Nimfa Laganapan, LVN
nlaganapan@martinez.k12.ca.us
925-335-5886

 

Martha Joseph
Health Services Clerk
mjoseph@martinez.k12.ca.us
925-335-5886

Fax: 335-5828



 

Health Matters

COLD AND FLU PREVENTION

By District Nurse Beth McVay, RN BSN

As we head into the cold and flu season it is important that parents know there are measures they can take to help keep their families healthy and to prevent the spread of cold viruses and influenza at school and in the greater community.

The first and most important step in protecting against the flu is getting vaccinated. Flu shots are widely available this time of year and parents should talk to their health care provider about getting their children the flu vaccine.

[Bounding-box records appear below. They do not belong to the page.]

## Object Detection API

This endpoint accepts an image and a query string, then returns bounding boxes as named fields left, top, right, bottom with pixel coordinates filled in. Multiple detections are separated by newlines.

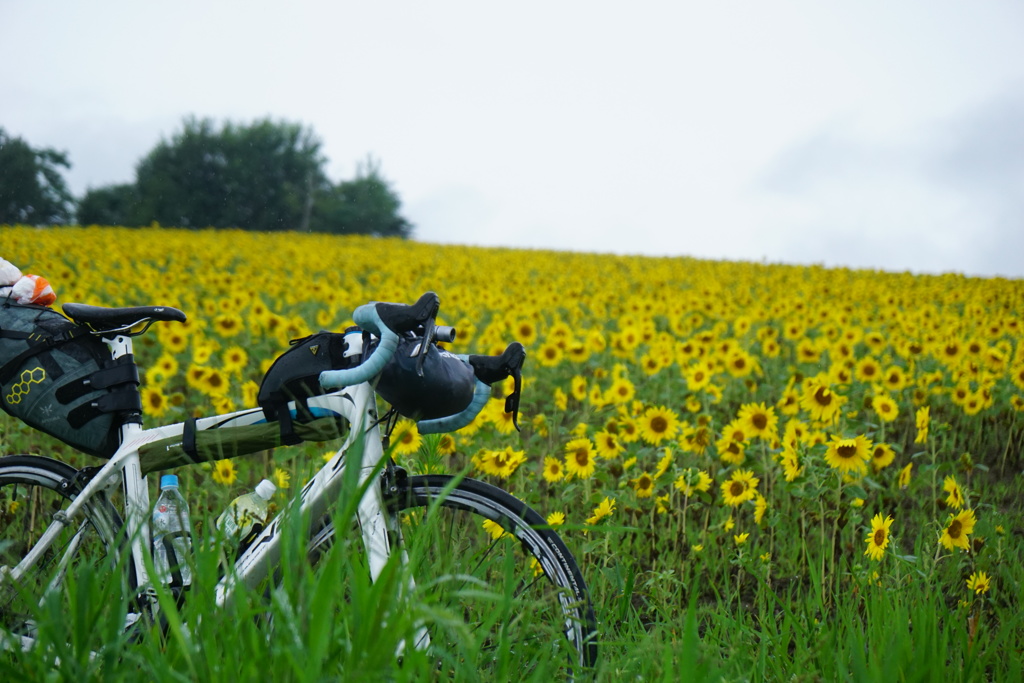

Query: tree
left=310, top=159, right=413, bottom=238
left=78, top=183, right=139, bottom=225
left=0, top=128, right=75, bottom=225
left=131, top=119, right=330, bottom=230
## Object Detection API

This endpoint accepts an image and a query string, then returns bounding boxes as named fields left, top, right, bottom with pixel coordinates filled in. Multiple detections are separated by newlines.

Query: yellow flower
left=630, top=472, right=654, bottom=498
left=913, top=405, right=932, bottom=443
left=942, top=476, right=964, bottom=510
left=640, top=405, right=679, bottom=445
left=722, top=470, right=761, bottom=507
left=825, top=434, right=871, bottom=474
left=738, top=403, right=778, bottom=441
left=212, top=460, right=239, bottom=486
left=672, top=467, right=714, bottom=498
left=864, top=512, right=893, bottom=562
left=565, top=438, right=597, bottom=479
left=483, top=519, right=512, bottom=541
left=967, top=571, right=992, bottom=595
left=273, top=467, right=292, bottom=490
left=898, top=463, right=913, bottom=488
left=939, top=510, right=978, bottom=550
left=871, top=394, right=899, bottom=422
left=754, top=494, right=768, bottom=524
left=587, top=496, right=615, bottom=524
left=544, top=456, right=565, bottom=483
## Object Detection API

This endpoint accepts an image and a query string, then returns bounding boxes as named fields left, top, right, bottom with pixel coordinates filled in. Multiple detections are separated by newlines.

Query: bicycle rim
left=0, top=456, right=121, bottom=649
left=310, top=475, right=597, bottom=680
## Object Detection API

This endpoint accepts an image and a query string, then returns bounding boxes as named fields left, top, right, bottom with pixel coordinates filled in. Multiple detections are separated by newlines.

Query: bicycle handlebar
left=416, top=379, right=490, bottom=434
left=319, top=292, right=440, bottom=391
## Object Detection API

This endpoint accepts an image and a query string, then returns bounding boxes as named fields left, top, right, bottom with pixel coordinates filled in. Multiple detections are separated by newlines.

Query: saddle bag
left=0, top=300, right=142, bottom=458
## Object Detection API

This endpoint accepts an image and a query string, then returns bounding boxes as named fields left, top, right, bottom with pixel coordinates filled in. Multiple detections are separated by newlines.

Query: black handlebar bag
left=377, top=338, right=476, bottom=420
left=0, top=300, right=141, bottom=458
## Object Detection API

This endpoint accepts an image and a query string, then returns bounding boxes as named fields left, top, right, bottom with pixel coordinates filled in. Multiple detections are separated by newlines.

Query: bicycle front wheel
left=0, top=456, right=122, bottom=649
left=310, top=475, right=597, bottom=680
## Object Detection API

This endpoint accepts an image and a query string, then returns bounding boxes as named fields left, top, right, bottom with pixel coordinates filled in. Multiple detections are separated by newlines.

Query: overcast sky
left=0, top=0, right=1024, bottom=278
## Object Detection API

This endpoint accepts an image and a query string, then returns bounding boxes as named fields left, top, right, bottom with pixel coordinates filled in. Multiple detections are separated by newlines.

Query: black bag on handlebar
left=256, top=331, right=350, bottom=445
left=0, top=301, right=141, bottom=458
left=377, top=338, right=476, bottom=420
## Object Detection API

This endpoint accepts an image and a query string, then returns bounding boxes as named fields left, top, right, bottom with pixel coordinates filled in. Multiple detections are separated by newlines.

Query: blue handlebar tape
left=416, top=379, right=490, bottom=434
left=319, top=304, right=398, bottom=391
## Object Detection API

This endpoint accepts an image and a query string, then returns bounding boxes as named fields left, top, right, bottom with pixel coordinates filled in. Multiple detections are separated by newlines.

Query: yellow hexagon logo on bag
left=4, top=368, right=46, bottom=405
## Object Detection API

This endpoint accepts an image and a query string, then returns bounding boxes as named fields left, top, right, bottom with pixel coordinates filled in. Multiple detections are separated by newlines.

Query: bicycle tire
left=309, top=475, right=598, bottom=680
left=0, top=455, right=126, bottom=645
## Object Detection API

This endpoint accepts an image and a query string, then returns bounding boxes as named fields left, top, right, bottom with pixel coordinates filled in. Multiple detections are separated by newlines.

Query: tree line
left=0, top=117, right=413, bottom=238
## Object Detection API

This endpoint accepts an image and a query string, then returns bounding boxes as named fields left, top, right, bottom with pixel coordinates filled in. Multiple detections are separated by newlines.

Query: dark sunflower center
left=836, top=444, right=857, bottom=460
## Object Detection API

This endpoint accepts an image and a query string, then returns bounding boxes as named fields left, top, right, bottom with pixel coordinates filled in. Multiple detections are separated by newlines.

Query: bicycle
left=0, top=293, right=597, bottom=672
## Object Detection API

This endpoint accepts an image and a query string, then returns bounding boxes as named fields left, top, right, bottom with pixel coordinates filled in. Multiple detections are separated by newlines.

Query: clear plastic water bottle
left=152, top=474, right=191, bottom=588
left=217, top=479, right=278, bottom=555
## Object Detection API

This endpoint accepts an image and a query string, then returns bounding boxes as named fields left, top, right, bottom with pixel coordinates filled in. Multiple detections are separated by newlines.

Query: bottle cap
left=256, top=479, right=278, bottom=501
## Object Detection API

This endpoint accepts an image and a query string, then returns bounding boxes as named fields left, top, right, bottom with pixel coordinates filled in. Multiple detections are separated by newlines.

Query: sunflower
left=864, top=512, right=893, bottom=562
left=722, top=470, right=761, bottom=507
left=142, top=387, right=170, bottom=418
left=630, top=472, right=654, bottom=498
left=565, top=438, right=597, bottom=479
left=604, top=377, right=636, bottom=403
left=942, top=476, right=964, bottom=510
left=898, top=463, right=913, bottom=488
left=224, top=346, right=249, bottom=373
left=273, top=467, right=292, bottom=490
left=199, top=368, right=231, bottom=396
left=640, top=405, right=679, bottom=445
left=212, top=460, right=239, bottom=486
left=482, top=519, right=512, bottom=541
left=683, top=360, right=713, bottom=392
left=587, top=496, right=615, bottom=524
left=715, top=437, right=746, bottom=465
left=738, top=403, right=778, bottom=441
left=754, top=494, right=768, bottom=524
left=672, top=467, right=714, bottom=498
left=853, top=355, right=882, bottom=384
left=913, top=405, right=932, bottom=443
left=871, top=393, right=899, bottom=422
left=939, top=510, right=978, bottom=550
left=967, top=571, right=992, bottom=595
left=800, top=379, right=846, bottom=424
left=825, top=434, right=871, bottom=474
left=213, top=313, right=245, bottom=337
left=544, top=457, right=565, bottom=483
left=537, top=342, right=564, bottom=368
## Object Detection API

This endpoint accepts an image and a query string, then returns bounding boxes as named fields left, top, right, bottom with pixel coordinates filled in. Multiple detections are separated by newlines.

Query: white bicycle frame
left=0, top=329, right=417, bottom=647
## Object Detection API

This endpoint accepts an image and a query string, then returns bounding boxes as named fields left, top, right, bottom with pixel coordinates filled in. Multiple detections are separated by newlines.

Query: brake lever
left=416, top=315, right=437, bottom=377
left=505, top=343, right=526, bottom=431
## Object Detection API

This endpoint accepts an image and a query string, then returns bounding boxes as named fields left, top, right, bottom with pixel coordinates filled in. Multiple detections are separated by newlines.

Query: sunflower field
left=0, top=226, right=1024, bottom=681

Other simple measures that can help keep your family and other families in the community healthy include:

  • Practice proper cough and sneeze etiquette to prevent the spread of germs. Teach your child to cough or sneeze into an elbow or a tissue and then to discard the tissue into the trash.
  • Remind children to wash hands regularly with soap and water.  If soap and water are not available, use an alcohol-based hand rub.
  • Remind children to avoid touching their eyes, nose or mouth.
  • Teach your children to stay at least six feet away from people who are sick. They should avoid shaking hands, kissing, hugging or sharing cups and eating utensils with people who are sick.
  • Clean and disinfect frequently touched surfaces, such as toys and doorknobs, especially when someone is ill.

It is important that parents keep children home if they do become ill with flu-like symptoms so that they do not spread the illness to their friends, classmates and teachers. Children should stay home for at least 24 hours after a fever is gone (without the use of fever-reducing medicines), except to get medical care or for other necessities.

If you have any questions or concerns about you or your child’s symptoms contact your health care provider.

DON'T LET LICE GET TO YOUR HEAD

Head lice are a nuisance. There is no getting around it.  Most families won’t have to deal with the problem, but those who do will not soon forget the experience.

Fortunately, lice don’t carry disease and their presence on a child does not indicate neglect, poor hygiene or sloppy housekeeping. It just means the child got too close to someone else with lice.

Lice are tiny grey or brown wingless insects that live on the human scalp and move by crawling.  They spread from one person to another by head-to-head contact or by sharing personal items like hats, hair brushes and scarves.

Treating for lice requires diligence. The regiment includes treating the scalp, removing live (crawling) lice and their eggs, called nits, and washing and thoroughly vacuuming the home. 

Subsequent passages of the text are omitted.